I am in the most people category; he never much interested me during his lifetime, even though his IPhone is a constant companion.
She tells of his last day, observing of his breath, that it "indicated an arduous journey, some steep path, altitude. He seemed to be climbing." His final words? "Monosyllables repeated three times. Before embarking, he'd looked at his sister Patty, then for a long time at his children, then at his life's partner, Laurene, and then over their shoulders past them. Steve's final words were: OH WOW. OH WOW. OH WOW."

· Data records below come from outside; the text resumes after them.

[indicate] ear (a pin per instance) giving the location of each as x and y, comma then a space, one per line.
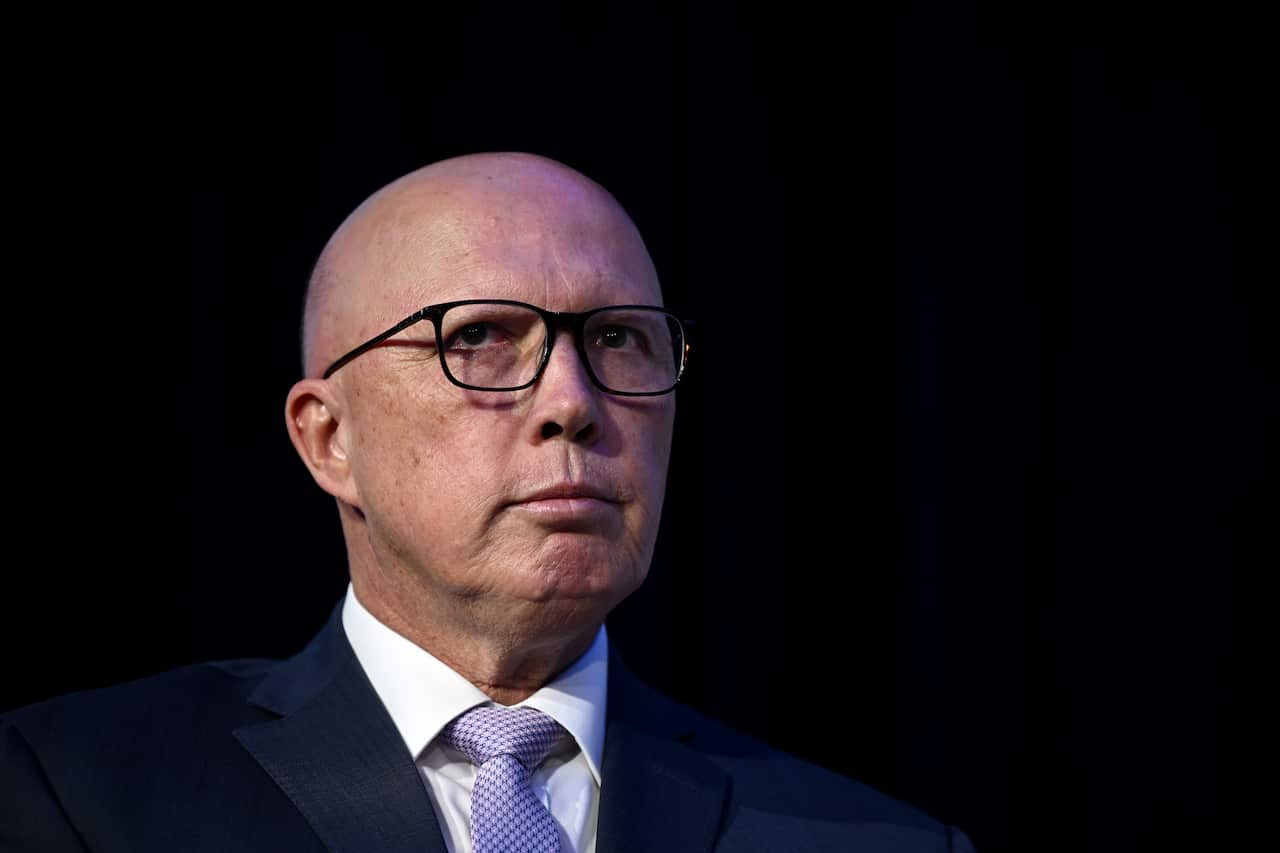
314, 416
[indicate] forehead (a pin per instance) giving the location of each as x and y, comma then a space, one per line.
561, 250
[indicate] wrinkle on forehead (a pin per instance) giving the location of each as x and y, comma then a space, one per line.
467, 217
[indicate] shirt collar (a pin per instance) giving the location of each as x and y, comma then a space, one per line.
423, 694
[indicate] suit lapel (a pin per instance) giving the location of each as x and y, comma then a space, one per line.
337, 755
656, 794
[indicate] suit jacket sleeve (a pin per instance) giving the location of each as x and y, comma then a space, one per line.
31, 816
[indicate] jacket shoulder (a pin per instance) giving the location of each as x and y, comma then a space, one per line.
768, 783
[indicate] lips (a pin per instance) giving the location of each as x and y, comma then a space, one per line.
567, 491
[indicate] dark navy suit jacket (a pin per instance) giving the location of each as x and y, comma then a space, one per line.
302, 756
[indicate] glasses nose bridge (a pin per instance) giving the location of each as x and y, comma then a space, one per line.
556, 320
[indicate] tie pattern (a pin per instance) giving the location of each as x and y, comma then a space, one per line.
506, 744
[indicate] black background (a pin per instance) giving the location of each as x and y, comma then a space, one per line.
967, 489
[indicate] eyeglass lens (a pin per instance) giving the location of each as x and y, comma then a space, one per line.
501, 346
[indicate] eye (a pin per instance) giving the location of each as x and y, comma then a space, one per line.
616, 337
474, 334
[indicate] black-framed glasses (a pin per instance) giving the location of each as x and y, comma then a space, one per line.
502, 345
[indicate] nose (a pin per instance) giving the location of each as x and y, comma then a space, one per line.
566, 404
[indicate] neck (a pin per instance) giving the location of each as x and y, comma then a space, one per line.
508, 661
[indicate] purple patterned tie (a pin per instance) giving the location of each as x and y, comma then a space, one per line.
507, 744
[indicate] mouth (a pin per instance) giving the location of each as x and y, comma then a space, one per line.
567, 503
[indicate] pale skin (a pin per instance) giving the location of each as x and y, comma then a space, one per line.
433, 482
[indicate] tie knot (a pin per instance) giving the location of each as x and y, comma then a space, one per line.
484, 733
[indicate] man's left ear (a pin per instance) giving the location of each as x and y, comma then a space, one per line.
314, 415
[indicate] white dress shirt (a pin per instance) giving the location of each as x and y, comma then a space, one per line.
423, 694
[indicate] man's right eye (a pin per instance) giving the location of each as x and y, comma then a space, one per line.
474, 334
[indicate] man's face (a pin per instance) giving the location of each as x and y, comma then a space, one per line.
446, 475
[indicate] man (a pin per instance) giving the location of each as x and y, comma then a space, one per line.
488, 397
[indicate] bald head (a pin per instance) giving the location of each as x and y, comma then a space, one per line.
461, 213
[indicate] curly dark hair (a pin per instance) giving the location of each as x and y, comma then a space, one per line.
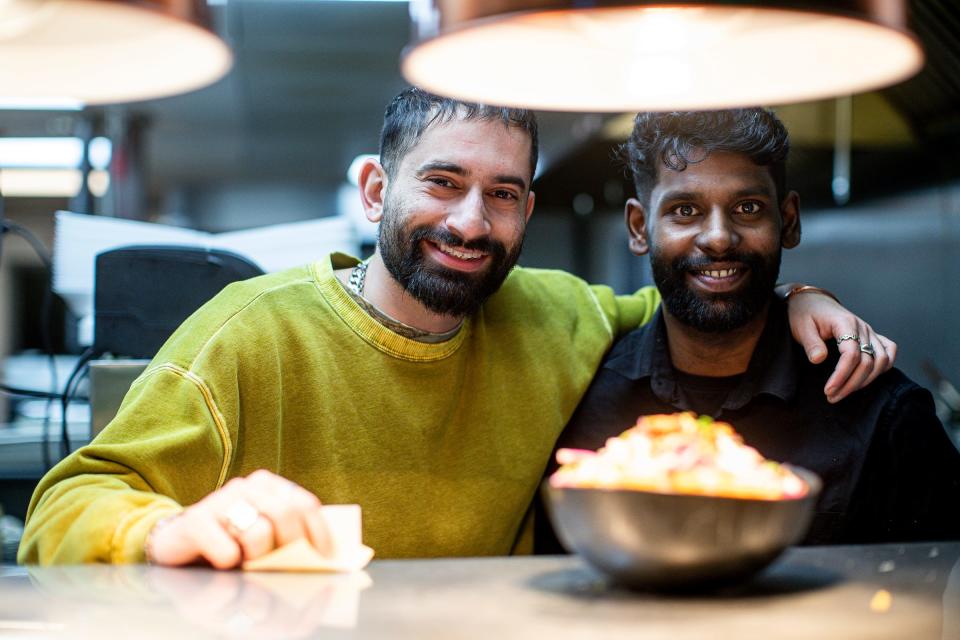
678, 138
414, 110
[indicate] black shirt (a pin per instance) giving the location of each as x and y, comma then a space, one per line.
889, 469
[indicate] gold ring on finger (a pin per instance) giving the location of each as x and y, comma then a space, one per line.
240, 517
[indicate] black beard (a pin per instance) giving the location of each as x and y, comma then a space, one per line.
714, 313
441, 290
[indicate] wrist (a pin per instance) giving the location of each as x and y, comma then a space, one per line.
149, 544
787, 291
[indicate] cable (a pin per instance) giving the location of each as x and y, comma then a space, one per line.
17, 392
26, 234
69, 389
46, 313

When his biographer was interviewed for 60 Minutes, Steve Kroft asked Isaacson if they had ever discussed the possibility of an afterlife. Isaacson responded, "I remember sitting in the backyard in his garden one day and he started talking about God. He said, "sometimes I believe in God, sometimes I don't. I think it's 50-50 maybe. But since I've had cancer, I've been thinking about it more. And I find myself believing it a bit more. I kind of -- maybe it 's cause I want to believe in an afterlife. That when you die, it doesn't all just disappear."
Steve Jobs was a visionary. He expanded our world and changed the way we use technology. He created things of beauty.
It has given me comfort to know that he saw something in his final hours on earth of a beyond that is awesome and wonderful. It had to be an afterlife that wowed even Steve Jobs.